Assuming that these data are confirmed in human studies, the ultimate question is whether Sirt1 and its effects against Huntington’s can be kick-started with a drug treatment.  Some research has found that resveratrol, a chemical found in trace amounts in red wine, can activate sirtuins, possibly mimicking the effects of calorie restriction.  As research continues to try to define these effects, pharmaceutical companies are developing sirtuin activators as potential treatments for age-related diseases.

Drs. Duan and Krainc agree that for now, efforts to test such compounds against Huntington’s disease would be premature.

"We are still trying to understand the role of Sirt1 in the normal brain versus its role in disease.  We want to lay that groundwork before we begin evaluating therapeutic compounds," said Dr. Krainc.  He also noted that currently available Sirt1 activators have non-specific effects on other proteins and do not efficiently penetrate the brain.

"The development of Sirt1 activators and other novel therapeutics for Huntington's disease will require a collaborative effort involving NIH, academia, industry and foundations," Dr. Sutherland said.  She noted that NINDS has partnered with the Huntington's research nonprofit CHDI, Inc. to encourage projects that will zero in on the most robust therapeutic targets.

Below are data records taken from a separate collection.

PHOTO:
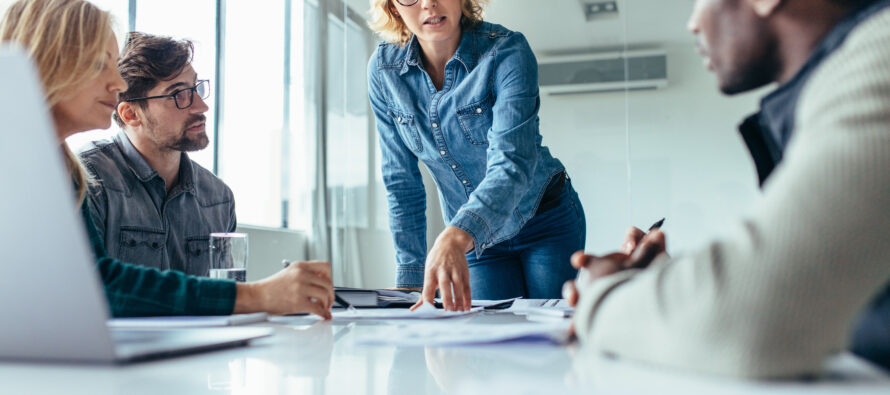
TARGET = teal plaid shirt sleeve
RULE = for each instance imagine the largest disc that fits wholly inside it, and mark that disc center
(134, 291)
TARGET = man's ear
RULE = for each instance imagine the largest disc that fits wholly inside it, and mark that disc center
(128, 112)
(765, 8)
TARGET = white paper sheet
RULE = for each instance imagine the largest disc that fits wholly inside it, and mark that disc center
(466, 334)
(187, 321)
(424, 312)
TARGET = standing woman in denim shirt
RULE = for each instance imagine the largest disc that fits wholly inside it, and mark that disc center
(461, 95)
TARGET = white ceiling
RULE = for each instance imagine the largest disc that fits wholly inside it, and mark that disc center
(559, 25)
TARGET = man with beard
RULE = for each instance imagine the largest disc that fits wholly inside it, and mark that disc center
(782, 290)
(152, 204)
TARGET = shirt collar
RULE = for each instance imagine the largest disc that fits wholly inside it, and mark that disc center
(144, 172)
(779, 107)
(466, 53)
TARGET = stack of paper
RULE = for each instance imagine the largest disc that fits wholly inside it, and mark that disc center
(187, 321)
(466, 334)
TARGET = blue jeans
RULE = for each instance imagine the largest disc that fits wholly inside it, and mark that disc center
(536, 262)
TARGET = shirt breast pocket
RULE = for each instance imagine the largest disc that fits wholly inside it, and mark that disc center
(407, 130)
(475, 120)
(143, 247)
(197, 248)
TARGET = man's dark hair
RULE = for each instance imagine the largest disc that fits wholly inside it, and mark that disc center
(147, 60)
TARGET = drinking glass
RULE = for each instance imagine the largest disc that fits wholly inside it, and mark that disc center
(228, 256)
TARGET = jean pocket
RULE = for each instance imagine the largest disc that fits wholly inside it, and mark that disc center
(143, 246)
(475, 120)
(407, 129)
(197, 255)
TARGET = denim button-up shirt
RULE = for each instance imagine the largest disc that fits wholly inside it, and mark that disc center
(143, 224)
(478, 136)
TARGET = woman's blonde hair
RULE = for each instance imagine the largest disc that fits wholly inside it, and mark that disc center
(66, 39)
(392, 29)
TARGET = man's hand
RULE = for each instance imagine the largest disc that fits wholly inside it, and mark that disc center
(446, 270)
(639, 252)
(302, 287)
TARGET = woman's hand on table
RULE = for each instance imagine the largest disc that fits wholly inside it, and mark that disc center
(446, 270)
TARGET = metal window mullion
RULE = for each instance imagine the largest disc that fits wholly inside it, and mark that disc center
(131, 15)
(218, 81)
(285, 122)
(322, 110)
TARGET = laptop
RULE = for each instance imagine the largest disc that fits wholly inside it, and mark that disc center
(53, 302)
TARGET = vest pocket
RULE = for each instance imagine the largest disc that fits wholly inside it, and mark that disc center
(143, 247)
(197, 248)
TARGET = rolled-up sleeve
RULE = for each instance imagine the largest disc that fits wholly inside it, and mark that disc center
(512, 152)
(405, 193)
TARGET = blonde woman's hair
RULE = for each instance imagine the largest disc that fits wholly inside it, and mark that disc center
(392, 29)
(66, 40)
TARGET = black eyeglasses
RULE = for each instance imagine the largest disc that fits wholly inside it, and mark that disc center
(183, 97)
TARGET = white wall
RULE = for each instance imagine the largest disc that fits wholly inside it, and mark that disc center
(687, 161)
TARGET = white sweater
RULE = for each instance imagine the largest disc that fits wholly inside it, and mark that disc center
(780, 293)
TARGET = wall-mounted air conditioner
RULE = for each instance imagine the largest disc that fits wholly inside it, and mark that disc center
(603, 72)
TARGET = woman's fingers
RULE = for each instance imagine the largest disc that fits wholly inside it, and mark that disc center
(460, 284)
(445, 290)
(429, 290)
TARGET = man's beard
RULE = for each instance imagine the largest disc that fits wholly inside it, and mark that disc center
(184, 143)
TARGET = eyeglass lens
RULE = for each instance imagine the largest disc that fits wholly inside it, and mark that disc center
(185, 97)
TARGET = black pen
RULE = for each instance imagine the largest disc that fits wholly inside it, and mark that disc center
(656, 225)
(343, 303)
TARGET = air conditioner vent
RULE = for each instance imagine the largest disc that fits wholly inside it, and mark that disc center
(603, 72)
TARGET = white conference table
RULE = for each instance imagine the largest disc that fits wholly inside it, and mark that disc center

In addition to NINDS, the research received support from CHDI, Inc., and the Hereditary Disease Foundation.  Dr. Krainc’s study was also supported by the Paul F. Glenn Foundation and NIH’s National Institute of Mental Health and National Center for Research Resources.  Dr. Duan’s study received additional NIH support from the National Institute on Aging intramural program, the National Institute of Biomedical Imaging and Bioengineering, and the National Institute for Environmental Health Sciences.

- By Daniel Stimson, Ph.D.

*Jeong H et al.  "Sirt1 mediates neuroprotection from mutant huntingtin by activation of TORC1 and CREB transcriptional pathway." Nature Medicine, published online December 12, 2011.

**Jiang M et al.  "Neuroprotective role of Sirt1 in mammalian models of Huntington's disease through activation of multiple Sirt1 targets." Nature Medicine, published online December 12, 2011.